Time Dollar Youth Court said...

Loss seems to have its own soundtrack. I was struck, on our bus tour of post-Katrina New Orleans, by the agressive silence that seemed to have wrap around the ruin houses, seep into the spaces between the stacked boats and uprooted trees.
The first time I heard this kind of quiet, that I remember, was when I went to see the ruins of Ground Zero in New York with a friend from high school. We were both born and raised in New York City, and when we went to see the site of the Twin Towers just after Thanksgiving, they were still burning. I remember lots of people being around us --- the traffic had revived, but there was still that padding of the silence, as if you could hear the absence of the hundreds of people who had been killed in seconds on that same spot.

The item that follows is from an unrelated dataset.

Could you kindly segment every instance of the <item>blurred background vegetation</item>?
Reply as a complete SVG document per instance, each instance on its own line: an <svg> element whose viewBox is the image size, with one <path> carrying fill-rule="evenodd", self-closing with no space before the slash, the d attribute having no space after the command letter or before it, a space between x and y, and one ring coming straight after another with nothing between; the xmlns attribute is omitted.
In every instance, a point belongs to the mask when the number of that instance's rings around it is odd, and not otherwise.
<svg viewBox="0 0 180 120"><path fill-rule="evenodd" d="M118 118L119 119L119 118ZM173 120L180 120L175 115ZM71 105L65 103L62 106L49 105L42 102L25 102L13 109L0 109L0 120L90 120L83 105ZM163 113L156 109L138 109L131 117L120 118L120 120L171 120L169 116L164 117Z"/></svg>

In reflecting on our trip to New Orleans, I am again and again confronted by what I do not understand, what I cannot comprehend or empathize with, experiences that are alien from my own. At the same time, reflecting on how these two very different places share such a strange and terrible bond, reminded me that most of us have experienced some loss, and know in some way the soundlessness of it, the silence that allows no comment.